Academic careers and an office
In 1981, Klaus Bollinger became a doctoral student and academic assistant at Dortmund University where they had developed the “Dortmund model”, promoting an interdisciplinary approach. There, students of Civil Engineering and Architecture were not separated but went to the same lectures and classes. He continued to promote this interdisciplinary approach in his later career. One instance of this was architect Peter Cook calling him to the Department of Architecture at Städelschule Frankfurt where he continued to lecture and teach repeatedly until 2021. In 1994, Bollinger became professor for supporting framework construction at the University of Applied Arts Vienna where he lectured and taught for 27 years. “Thanks to that position, I’ve become an Austrian citizen,” he relates with a smile. His student friend followed a similar academic career. In 1996, Manfred Grohmann became professor for Supporting Framework Planning at the Department of Architecture of Kassel University. Moreover, he held lectureships at TU Darmstadt, Städelschule Frankfurt, and the École Spéciale d’Architecture (ESA) in Paris. Since 2010, he is a member of the Executive Council of the International Association for Shell and Spatial Structures (IASS) and holds honorary professorships at the University of Nottingham and the University of Melbourne.
One might think that these tasks would suffice for a well-filled career. Still, in 1983, the two of them founded their own office, “Bollinger+Grohmann”. “We always wanted to be independent,” says Grohmann. This is a story smacking of the Apple garage. “Our starting point was the kitchen table,” Klaus Bollinger remembers. Next steps included a small office in a 3-room apartment in Darmstadt, and later the move to Frankfurt am Main. They received their first commissions, among them also for public buildings. The two TU Darmstadt alumni have always shown great variety and openness. They planned school annexes, realised children daycare centres and apartments in Frankfurt am Main, but they have also become famous thanks to some truly spectacular commissions like the European Central Bank, the MOMA in New York, the BMW World in Munich, the “Kunsthaus Graz”, the new Munk museum in Oslo, and the subterranean Garden Halls of the Städel. They realised numerous projects together with architecture star studios like Coop Himmelb(l)au, SANAA oder Zaha Hadid.

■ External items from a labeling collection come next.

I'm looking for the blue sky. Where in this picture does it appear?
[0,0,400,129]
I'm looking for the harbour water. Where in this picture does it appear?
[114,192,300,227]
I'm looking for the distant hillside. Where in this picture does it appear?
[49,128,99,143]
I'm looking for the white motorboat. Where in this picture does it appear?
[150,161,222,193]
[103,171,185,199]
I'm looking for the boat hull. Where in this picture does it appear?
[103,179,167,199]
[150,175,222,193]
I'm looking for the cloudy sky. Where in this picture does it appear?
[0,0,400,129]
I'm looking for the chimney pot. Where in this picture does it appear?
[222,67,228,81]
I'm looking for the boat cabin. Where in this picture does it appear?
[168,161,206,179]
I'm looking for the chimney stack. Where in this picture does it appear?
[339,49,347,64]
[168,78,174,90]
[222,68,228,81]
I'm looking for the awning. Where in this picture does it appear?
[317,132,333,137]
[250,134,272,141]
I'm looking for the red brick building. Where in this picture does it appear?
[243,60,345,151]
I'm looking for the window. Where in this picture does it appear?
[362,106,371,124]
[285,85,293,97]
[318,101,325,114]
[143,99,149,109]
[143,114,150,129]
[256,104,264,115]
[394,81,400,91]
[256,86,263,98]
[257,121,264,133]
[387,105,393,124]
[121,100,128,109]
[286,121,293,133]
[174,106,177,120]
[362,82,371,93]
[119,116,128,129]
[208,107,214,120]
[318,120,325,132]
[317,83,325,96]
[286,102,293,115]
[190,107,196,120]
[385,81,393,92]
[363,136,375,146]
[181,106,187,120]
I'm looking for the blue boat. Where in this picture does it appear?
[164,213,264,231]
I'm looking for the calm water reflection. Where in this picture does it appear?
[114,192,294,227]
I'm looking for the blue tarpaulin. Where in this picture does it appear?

“Our company has continued to grow along with the projects, and it has become increasingly international,” says Klaus Bollinger. Today, they employ about 400 staff in 17 local offices worldwide. A number that the two alumni still seem to marvel at. “It has been a gradual development. We never aimed at becoming that big,” both point out. “Most of the time, the people just came to us.” Often, it was project team members who proposed to join Bollinger+Grohmann and set up a local office abroad. Maybe that’s because of their corporate philosophy: “We treat each other with consideration, we’re all on familiar terms, we have a flat hierarchy.” And they have the claim to realise interesting, novel, sustainable projects together with architects who strive for “buildings that empower people,” says Bollinger.